RNZ: Runder Tisch 'Pro Altstadt' (12.11.09)

Immerhin: Man redet miteinander

Dass in der Altstadt Bewohner, Stadt, Polizei und Wirte zueinander finden, das wird noch einige Zeit dauern. Auch beim ersten "Runden Tisch" am Dienstag abend im Rathaus hatten es vor allem Anwohner und Wirte schwer mit der Annäherung, (...).

Am Anfang der dreieinhalbstündigen Gespräche standen Verfahrensfragen, die zeigen, wie tief Frust und Misstrauen der Anwohner sitzen. Vertreter der Bürgerinitiativen beklagten, sie seien über Ablauf und Tagesordnung dieser ersten Runde Tisch Sitzung (...) nicht informiert worden. (...) "Wir wollen wissen, welche Maßnahmen die Stadt Heidelberg ergriffen hat, und was sie plant", meinte Jochen Goetze von "Biest", der Vereinigung gegen die Stadthallenerweiterung. Und so stand das Ganze schon 20 Minuten nach Beginn der Sitzung vor dem Abbruch, denn die Moderatoren hatten ein anderes Konzept im Sinn (...).
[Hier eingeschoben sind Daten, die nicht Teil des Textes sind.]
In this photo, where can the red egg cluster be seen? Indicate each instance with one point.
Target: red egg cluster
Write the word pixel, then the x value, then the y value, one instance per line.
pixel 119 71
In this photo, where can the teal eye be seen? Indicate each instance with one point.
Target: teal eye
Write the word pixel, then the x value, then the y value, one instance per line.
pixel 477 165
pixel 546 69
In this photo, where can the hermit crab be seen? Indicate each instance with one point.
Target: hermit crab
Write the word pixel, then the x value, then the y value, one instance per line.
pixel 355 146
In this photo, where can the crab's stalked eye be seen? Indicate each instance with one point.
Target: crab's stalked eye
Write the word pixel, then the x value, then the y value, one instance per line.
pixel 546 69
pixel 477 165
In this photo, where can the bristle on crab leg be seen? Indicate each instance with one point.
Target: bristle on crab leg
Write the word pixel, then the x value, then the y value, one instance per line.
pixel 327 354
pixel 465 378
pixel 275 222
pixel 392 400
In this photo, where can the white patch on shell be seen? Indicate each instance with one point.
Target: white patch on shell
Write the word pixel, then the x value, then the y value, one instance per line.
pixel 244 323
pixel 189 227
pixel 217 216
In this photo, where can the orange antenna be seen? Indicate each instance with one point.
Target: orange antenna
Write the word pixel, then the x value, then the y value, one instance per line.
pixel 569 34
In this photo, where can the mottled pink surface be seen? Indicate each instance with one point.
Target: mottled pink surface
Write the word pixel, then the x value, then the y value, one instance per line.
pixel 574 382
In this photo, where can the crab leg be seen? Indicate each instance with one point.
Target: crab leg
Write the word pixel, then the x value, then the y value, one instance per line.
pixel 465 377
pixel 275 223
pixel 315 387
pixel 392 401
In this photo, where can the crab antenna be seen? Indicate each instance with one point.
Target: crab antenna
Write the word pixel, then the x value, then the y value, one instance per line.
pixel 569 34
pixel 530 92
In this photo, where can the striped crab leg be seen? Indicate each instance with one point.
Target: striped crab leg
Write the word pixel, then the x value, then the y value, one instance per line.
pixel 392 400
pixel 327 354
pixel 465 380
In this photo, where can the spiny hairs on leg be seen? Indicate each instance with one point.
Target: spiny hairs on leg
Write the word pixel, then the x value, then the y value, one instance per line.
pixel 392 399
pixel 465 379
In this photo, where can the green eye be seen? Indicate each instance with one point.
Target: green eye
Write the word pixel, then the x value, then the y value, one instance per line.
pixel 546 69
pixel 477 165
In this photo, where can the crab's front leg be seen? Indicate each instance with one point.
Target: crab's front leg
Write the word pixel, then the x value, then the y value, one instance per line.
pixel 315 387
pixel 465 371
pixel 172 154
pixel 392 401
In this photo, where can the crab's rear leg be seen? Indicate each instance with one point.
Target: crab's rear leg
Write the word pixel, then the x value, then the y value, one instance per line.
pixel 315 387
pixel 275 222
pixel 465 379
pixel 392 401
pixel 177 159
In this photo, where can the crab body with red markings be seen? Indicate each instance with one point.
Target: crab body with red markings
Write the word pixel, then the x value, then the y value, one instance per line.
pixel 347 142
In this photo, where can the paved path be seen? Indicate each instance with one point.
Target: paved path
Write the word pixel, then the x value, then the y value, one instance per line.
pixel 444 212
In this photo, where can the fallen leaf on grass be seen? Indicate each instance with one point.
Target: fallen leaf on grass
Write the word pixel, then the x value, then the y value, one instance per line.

Nach einer Sitzungsunterbrechung verständigten sich die Altstadt-Initiativen darauf, trotz der Missverständnisse weiter am Runden Tisch zu bleiben. Oberbürgermeister Eckart Würzner zeigte sich flexibel, was die Tagesordnung angeht (...).

(...) Bernd Köster vom Bürgeramt (...): Die Anzahl der Lokale in der östlichen Altstadt wuchs von 1987 bis 2006 deutlich ­ von 87 auf 120 Betriebe (plus 46 Prozent). Besonders stark nahm in den letzten fünf Jahren auch die Außenbewirtschaftung zu, ohne die die Wirte nach eigener Aussage kaum überleben könnten: 2004 gab es 91 Genehmigungen (650 Tische und 2625 Stühle), 2009 schon 98 (830 Tische, plus 28 Prozent, und 3028 Stühle, plus 15 Prozent). Gleichzeitig gab es auch mehr "Events" auf den größeren Plätzen der Altstadt ­ 65 im Jahr 2004 und 95 im Jahr 2009. Die meisten Veranstaltungen fanden auf dem Uniplatz statt (2004: 36, 2009: 45), doch Kornmarkt (2004: 11, 2009: 24) und Karlsplatz (2004: 3, 2009: 12) holen auf.

Ein (...) unsanftes Erwachen gab es auch, als Würzner und Köster über die Möglichkeiten informierten, die Lokale zu überwachen (...): Die Stadt kann nur im äußersten Notfall zum Konzessionsentzug greifen, wenn eine Kneipe gegen die Außenbewirtschaftungszeiten (normalerweise bis 23 Uhr) oder gegen die Sperrzeit (bis 2 Uhr werktags, wochenends bis 3 Uhr) verstößt.

Offenbar schaffte es die Stadt bisher kaum, rechtliche Schritte einzuleiten, (...). Bisher gab es beim Ordnungsamt nur zwölf Anhörungsverfahren. Und wenn es mal zu Strafen kommt, dann sind sie eher gering ­ meist um die 100 Euro (...).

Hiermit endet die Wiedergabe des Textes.